Unter den französischen Filmikonen, die im Olymp der Kinogeschichte thronen, nimmt Alain Delon eine herausragende Stellung ein. Wie kaum eine zweite Person des kulturellen Establishments, wurde er in Frankreich zu einer Figur des öffentlichen Interesses. Ein Lebemann der besonderen Art. Sein großer Erfolg als Schauspieler begann 1960 ausgerechnet mit der Ripley-Verfilmung Nur die Sonne war Zeuge – und mit dem angesichts einiger folgender Interpretationen geradezu visionären Kompliment der Autorin Patricia Highsmith, Delon gelinge die perfekte Verkörperung des faszinierenden, bauernschlauen und rücksichtslosen Hochstaplers. Im selben Jahr trat Delon in Luchino Viscontis Sozialdrama Rocco und seine Brüder auf. Neben der unwahrscheinlichen Ausstrahlung, die ihm die Natur samt seinem außerirdischen Aussehen mit auf den Weg nach oben gegeben hatte, sorgte Delons eigenwillige Art abseits der Leinwand früh dafür, dass man ihm in einer solchen Rolle, ja überhaupt als jegliche Type auf der Leinwand alles Mögliche zutraute. So konnte Delon Spannung selbst in die Drehbücher und Geschichten einbringen, die nicht mit ebensoviel Spannung gesegnet waren, wie der Darsteller selbst an Aura verfügte. Allerdings durfte Delon nach den brillanten Kritiken und dem guten Publikumszuspruch zu Beginn der Karriere nachher eh in so manchem Meisterwerk der Filmgeschichte glänzen – sein Können war in diesem Fall mehr das Sahnehäubchen. Derweil lechzte die Öffentlichkeit nach neuestem Klatsch aus seinem Privatleben, das jahrelang von einer Beziehung zur Kollegin Romy Schneider geprägt war. Die Gerüchteküche um Delon brodelte auch nach dem Split fleißig weiter, und als konservativer Mensch, den seine schwierige Kindheit in einer Pflegefamilie und sicher auch die Zeit als junger Soldat im französischen „Indochina-Krieg“ prägte, trat er in so manches Fettnäpfen, das aus heutiger Perspektive, da man es nun zum Glück etwas genauer nimmt, umso größer erscheint. Allerdings erwarb er sich zugleich durch seine Eskapaden, genauso wie dank vieler Rollen von gebrochenen Helden und veritablen Anti-Helden, den Ruf als ewiger Rebell.

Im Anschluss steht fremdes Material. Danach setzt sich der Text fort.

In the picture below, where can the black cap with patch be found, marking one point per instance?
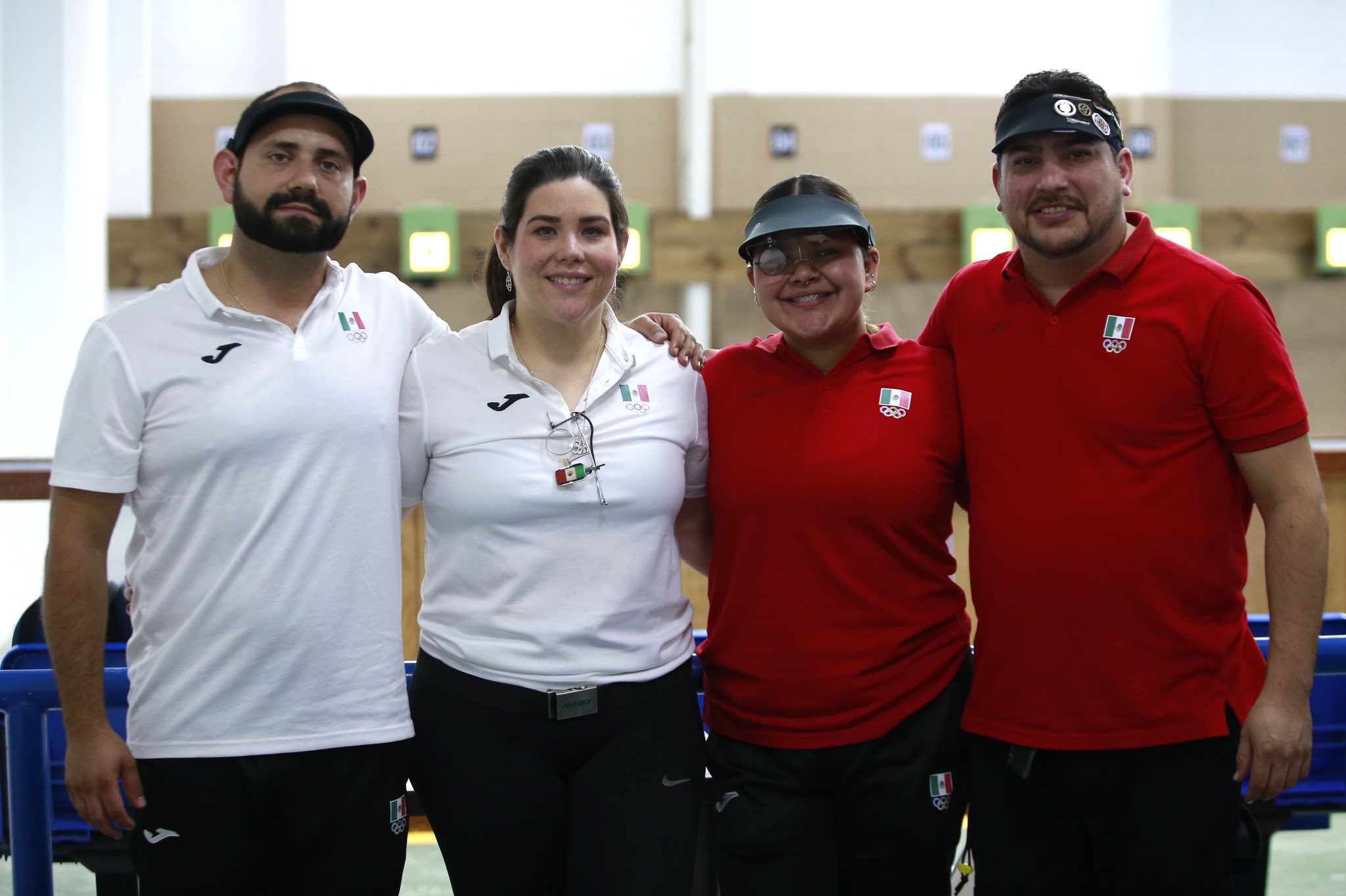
(303, 102)
(1059, 114)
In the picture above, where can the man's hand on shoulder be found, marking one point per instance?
(95, 763)
(1275, 744)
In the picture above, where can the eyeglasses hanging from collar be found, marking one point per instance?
(570, 444)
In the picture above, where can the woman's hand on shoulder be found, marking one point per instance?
(665, 327)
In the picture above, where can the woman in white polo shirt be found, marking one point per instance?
(557, 740)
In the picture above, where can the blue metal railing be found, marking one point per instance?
(27, 694)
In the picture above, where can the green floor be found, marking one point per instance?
(1303, 862)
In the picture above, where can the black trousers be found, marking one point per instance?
(1153, 820)
(875, 817)
(322, 821)
(605, 803)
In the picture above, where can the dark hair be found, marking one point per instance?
(1056, 81)
(805, 185)
(539, 170)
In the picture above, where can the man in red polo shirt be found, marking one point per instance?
(1126, 401)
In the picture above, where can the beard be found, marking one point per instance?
(1100, 222)
(291, 233)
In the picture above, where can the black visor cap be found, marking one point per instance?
(304, 102)
(805, 213)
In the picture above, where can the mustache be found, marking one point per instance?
(1069, 202)
(279, 200)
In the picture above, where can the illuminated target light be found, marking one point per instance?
(430, 242)
(985, 235)
(1178, 222)
(637, 258)
(430, 252)
(632, 259)
(1330, 231)
(988, 242)
(221, 225)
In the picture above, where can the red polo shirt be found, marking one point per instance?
(1108, 516)
(833, 615)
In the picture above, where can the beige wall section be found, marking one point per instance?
(480, 142)
(1226, 154)
(868, 145)
(1221, 154)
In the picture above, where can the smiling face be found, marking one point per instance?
(565, 255)
(295, 189)
(818, 300)
(1062, 194)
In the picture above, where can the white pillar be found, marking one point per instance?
(696, 148)
(54, 162)
(128, 109)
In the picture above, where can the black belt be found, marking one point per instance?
(569, 703)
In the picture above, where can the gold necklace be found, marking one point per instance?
(513, 332)
(223, 272)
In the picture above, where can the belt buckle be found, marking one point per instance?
(572, 703)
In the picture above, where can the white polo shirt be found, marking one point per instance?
(530, 583)
(262, 463)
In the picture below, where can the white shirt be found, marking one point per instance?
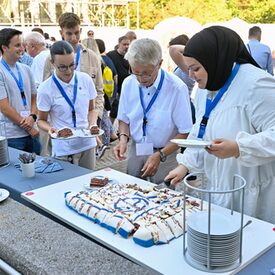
(37, 67)
(49, 99)
(10, 90)
(246, 114)
(169, 115)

Aus "Eiskalt wie das Schweigen" © Studiocanal
Alain Delon führt längst das aus der Zeit gefallene Dasein einer zurückgezogenen Filmdiva – angeblich nur mit ein paar Haustieren lebt Delon in der Schweiz und meidet das Rampenlicht. Seinen letzten großen Filmauftritt bis dato hatte er vor knapp 15 Jahren in Asterix bei den Olympischen Spielen, als er Julius Caesar spielte. Künstlerisch kann Delon zweifellos auf eine phantastische, Jahrzehnte lange Karriere zurückblicken, im Verlaufe derer er bei aller Konzentration auf den harten Gaunertypen große Vielseitigkeit unter Beweis stellen konnte. Unvergessen sind so unterschiedliche Filme wie Der Chef - Un Flic, Monsieur Klein, Liebe 1962, Vier im roten Kreis oder die Proust-Adaption Eine Liebe von Swann von Volker Schlöndorff. Daneben gibt es zahllose Perlen mit einem überragenden Alain Delon, die im Schatten dieser monstermäßigen Superklassiker stehen aber eine (Wieder-)Entdeckung wert sind und die nun neben bereits genannten Hits im ARTHAUS-Programm zum Einstieg oder zur Weiterbildung in Sachen Alain Delon einladen. Dazu gehören zwei exzellente Thriller unter Alain Jessua: In Der Schocker aus dem Jahr 1973 gibt Delon einen zwielichtig schillernden Arzt, dessen Luxus-Klinik ein furchtbarer Verdacht umweht. 1977 führt er als cooler Polizist in Jessuas Die letzte Warnung – der Erpresser ein spannendes Duell mit dem mediengeilen Psychopathen Armaguedon. Typisch Delons Performance in Der Sträfling und die Witwe, weil man ihm eine Romanze auch dann abnimmt, wenn sie etwas rauerer Gestalt ist. Die Romanvorlage stammt übrigens von Georges Simenon, was stets ein Merkmal für die besondere Qualität des Stoffes ist.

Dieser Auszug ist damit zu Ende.